Distinguished Speaker Series: Dr. Erica Simmons
Start Date: Feb 13, 2017 - 12:00pm
Why we compare what we compare, and how the methodological assumptions we make about why and how we compare are critical questions. The kinds of comparisons we make shape the questions we ask and the knowledge we produce. Through a discussion of research on responses to market reforms in Bolivia and Mexico I make the case for a particular kind of comparison-- comparison with an ethnographic sensibility--and contend that these kinds of comparison can strengthen comparative qualitative research.
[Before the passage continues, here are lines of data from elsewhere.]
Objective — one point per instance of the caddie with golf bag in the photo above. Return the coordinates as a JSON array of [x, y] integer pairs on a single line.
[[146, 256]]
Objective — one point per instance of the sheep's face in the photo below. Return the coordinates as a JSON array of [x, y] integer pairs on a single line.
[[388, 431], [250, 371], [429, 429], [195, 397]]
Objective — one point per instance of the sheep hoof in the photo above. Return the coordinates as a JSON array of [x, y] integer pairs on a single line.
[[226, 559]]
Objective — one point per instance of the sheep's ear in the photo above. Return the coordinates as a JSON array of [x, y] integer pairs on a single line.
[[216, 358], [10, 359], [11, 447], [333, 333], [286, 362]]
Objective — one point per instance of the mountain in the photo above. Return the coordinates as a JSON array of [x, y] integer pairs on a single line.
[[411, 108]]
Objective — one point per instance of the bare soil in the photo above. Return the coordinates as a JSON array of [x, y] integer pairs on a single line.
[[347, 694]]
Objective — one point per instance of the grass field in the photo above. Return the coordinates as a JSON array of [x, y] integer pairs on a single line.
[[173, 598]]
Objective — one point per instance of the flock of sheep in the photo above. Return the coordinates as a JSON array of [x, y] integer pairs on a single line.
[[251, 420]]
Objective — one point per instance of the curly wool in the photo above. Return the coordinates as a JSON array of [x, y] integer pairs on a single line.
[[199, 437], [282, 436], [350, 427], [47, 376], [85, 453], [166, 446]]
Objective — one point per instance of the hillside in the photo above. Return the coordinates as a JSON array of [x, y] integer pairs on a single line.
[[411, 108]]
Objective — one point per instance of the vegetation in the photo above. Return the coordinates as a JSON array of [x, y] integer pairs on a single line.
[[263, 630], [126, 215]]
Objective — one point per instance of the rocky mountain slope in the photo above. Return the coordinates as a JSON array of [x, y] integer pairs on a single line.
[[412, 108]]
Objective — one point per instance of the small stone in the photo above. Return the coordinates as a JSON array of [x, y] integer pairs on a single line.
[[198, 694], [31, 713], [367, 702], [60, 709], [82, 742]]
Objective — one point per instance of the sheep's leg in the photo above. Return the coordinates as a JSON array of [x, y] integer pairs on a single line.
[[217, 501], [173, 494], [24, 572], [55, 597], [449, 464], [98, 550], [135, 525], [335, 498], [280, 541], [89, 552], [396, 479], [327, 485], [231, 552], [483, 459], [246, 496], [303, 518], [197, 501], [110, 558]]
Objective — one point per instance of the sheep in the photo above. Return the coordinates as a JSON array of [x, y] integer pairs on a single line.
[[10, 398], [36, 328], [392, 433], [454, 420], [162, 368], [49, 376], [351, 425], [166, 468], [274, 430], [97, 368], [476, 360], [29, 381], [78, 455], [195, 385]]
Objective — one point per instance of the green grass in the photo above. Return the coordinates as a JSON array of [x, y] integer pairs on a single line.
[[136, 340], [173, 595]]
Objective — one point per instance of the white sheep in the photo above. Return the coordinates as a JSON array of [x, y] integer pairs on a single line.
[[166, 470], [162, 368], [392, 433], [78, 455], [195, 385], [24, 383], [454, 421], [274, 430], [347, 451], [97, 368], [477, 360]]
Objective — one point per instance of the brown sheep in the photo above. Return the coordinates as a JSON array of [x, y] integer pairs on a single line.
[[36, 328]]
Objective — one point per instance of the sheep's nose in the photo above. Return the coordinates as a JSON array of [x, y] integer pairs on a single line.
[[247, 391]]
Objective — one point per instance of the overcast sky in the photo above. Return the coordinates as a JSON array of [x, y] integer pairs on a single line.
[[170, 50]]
When we bring an ethnographic sensibility to qualitative comparative research--when we are sensitive to how research subjects make sense of their own worlds--we both expand the possibilities for the kinds of comparisons we can make and create new opportunities for insights about politics. Comparison with an ethnographic sensibility allows us to think of controlled comparisons as only one of many possible ways to think about case selection. It also requires an investigation of what social “facts” mean to political actors on the ground and the roles those meanings play in shaping social processes. Through these two moves approaching comparison with an ethnographic sensibility allows scholars to think differently about how and what they compare. In the process it expands the possibilities for knowledge creation in the social sciences. To illustrate how comparison with an ethnographic sensibility can work and the kinds of insights it can produce I turn to research on social mobilization in response to marketization in Bolivia and Mexico.
Erica Simmons is an Assistant Professor of Political Science and International Studies at the University of Wisconsin–Madison and holds the Department of Political Science Board of Visitors Professorship. She also holds a courtesy appointment with the Department of Sociology. Simmons' research and teaching are motivated by an interest in contentious politics, particularly in Latin America, and qualitative methods. Simmons received an AB from Harvard College (1999) and a Ph.D. from the University of Chicago (2012). Her recent book, Meaningful Resistance: Market Reforms and the Roots of Social Protest in Latin America (Cambridge University Press 2016) tackles questions of resistance to the marketization of subsistence in Latin America.